A jovem Luciana Mendes Cruz, 21, conhecida como “Preta”, era coladeira de peças numa banca na Vila Formosa, mesmo bairro em que morava. Na sexta-feira passada, 3, trabalhou normalmente. Começou o expediente bem cedo, às 6h15, e encerrou o serviço às 5 horas da tarde. Ao chegar em casa, se queixou de dor de cabeça e fraqueza. Desconfiou que estivesse com virose. No sábado, o mal estar continuou e Luciana decidiu passar pelo médico no Pronto-socorro “Doutor Janjão”. Durante três dias seguidos, ela perambulou pela rede pública de saúde e foi até a unidade, segundo o companheiro Alex Rodrigues Costa, 28, por cinco vezes porque a dor não cessava. Luciana morreu de insuficiência respiratória e pneumonia no dia 7 após ser transferida para a Santa Casa. A família está revoltada e acusa os médicos de negligência. Os parentes registraram boletim de ocorrência na polícia.

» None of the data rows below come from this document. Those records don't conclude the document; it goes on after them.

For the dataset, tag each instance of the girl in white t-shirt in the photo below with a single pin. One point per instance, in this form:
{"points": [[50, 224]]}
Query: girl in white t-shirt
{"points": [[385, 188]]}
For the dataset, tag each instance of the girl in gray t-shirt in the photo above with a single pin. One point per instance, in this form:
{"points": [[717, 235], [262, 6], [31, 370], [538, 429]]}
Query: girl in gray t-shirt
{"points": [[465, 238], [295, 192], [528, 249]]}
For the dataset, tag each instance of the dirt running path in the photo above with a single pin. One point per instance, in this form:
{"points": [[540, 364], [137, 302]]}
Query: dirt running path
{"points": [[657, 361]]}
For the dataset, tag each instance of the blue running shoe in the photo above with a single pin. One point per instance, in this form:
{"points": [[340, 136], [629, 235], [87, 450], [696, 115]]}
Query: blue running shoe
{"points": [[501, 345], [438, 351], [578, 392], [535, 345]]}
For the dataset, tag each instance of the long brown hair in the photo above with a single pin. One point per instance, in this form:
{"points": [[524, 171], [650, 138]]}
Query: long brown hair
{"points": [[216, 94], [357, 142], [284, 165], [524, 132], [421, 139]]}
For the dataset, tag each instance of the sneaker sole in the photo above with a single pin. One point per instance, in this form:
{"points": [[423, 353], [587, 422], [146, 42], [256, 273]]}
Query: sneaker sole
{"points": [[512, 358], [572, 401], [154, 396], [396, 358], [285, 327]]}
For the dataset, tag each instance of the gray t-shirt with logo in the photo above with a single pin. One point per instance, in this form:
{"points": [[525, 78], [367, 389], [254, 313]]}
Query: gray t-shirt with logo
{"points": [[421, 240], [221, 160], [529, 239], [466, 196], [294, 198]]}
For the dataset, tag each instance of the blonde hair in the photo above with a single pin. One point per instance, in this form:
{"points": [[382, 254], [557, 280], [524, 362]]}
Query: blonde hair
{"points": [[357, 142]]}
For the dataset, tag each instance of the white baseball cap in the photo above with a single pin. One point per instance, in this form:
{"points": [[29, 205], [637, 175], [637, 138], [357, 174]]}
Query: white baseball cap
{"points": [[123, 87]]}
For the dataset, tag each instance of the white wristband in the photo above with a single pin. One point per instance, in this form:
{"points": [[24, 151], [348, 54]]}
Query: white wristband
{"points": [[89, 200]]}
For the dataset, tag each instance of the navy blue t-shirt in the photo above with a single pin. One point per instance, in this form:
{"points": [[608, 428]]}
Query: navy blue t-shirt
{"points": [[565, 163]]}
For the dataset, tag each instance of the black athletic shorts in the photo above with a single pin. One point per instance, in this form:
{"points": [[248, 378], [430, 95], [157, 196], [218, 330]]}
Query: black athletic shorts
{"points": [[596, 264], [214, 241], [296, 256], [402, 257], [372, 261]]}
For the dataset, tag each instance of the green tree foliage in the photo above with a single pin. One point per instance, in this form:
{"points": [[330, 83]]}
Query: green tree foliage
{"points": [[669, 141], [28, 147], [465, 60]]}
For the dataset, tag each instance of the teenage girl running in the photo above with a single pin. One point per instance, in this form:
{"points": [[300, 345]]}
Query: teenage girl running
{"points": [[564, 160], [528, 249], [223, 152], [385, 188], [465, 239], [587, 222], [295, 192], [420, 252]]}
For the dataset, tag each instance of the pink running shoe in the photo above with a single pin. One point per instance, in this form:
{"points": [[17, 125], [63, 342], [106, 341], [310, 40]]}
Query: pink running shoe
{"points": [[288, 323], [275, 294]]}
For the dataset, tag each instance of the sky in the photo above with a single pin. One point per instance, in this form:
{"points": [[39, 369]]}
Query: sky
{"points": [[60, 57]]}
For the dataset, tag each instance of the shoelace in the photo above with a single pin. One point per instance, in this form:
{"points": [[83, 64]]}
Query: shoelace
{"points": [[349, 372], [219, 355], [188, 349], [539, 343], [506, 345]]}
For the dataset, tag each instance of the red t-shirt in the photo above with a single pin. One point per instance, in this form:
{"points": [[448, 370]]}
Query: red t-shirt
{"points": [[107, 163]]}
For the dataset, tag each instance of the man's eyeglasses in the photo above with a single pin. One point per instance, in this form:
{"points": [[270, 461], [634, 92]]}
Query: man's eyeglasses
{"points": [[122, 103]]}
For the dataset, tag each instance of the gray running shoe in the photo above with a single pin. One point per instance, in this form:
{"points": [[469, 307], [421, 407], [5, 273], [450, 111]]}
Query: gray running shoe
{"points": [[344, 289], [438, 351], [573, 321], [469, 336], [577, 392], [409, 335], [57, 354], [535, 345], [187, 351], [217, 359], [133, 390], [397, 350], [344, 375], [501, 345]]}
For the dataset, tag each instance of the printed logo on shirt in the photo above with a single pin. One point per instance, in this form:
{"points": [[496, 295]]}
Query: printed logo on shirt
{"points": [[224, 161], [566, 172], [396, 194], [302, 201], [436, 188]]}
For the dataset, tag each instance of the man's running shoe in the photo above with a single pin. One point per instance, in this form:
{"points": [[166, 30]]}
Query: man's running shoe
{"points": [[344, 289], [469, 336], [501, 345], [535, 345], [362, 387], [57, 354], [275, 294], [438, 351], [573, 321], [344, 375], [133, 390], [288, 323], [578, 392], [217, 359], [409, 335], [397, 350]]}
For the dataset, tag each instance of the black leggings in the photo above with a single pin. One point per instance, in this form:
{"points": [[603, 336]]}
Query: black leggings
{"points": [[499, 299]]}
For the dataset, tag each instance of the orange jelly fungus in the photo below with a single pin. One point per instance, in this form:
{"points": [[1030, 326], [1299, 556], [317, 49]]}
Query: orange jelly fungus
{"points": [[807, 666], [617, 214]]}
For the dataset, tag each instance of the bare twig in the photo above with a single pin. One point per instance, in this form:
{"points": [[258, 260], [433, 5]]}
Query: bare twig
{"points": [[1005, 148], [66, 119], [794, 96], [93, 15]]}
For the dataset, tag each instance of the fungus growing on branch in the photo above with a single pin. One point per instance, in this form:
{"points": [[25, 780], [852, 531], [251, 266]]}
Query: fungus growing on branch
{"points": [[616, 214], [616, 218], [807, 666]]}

Alex disse que a luta de Luciana para se livrar das dores começou no sábado. Primeiro, ela teve dor de cabeça, fraqueza e teria escarrado sangue. No domingo, começou a sentir dores no peito também. No “Janjão”, em dias diferentes, foi atendida, fez exames de raio-x, recebeu medicamentos e foi liberada para casa, exceto na segunda-feira quando o seu estado de saúde se agravou muito e precisou ser encaminhada para internação na Santa Casa, onde acabou não resistindo. “Os médicos me falaram três diagnósticos diferentes. Primeiro falaram que ela estava com bronquite, depois falaram que era virose e, na última vez que levei, quando ela estava bem ruim, disseram que era pneumonia”, disse Alex. O secretário de Saúde, Alexandre Ferreira, confirma que a vítima esteve três dias seguidos no pronto-socorro municipal, mas que teriam sido quatro vezes e não cinco como afirma o companheiro dela.
Alex alega que havia pedido para internarem Luciana, mas não foi atendido. Ele acusa o pronto-socorro de negligência. “Desde sábado a gente vinha pedindo vaga para internar. Fazia três anos que eu estava com ela e nunca teve gripe nem ficou internada. Ela tinha uma saúde estável. Para mim, é negligência porque uma menina saudável, de 21 anos, morrer assim não tem lógica”. O secretário de Saúde disse que, a princípio, os procedimentos adotados no “Janjão” foram corretos, mas ele irá investigar o caso para apurar se houve negligência (leia mais em apoio).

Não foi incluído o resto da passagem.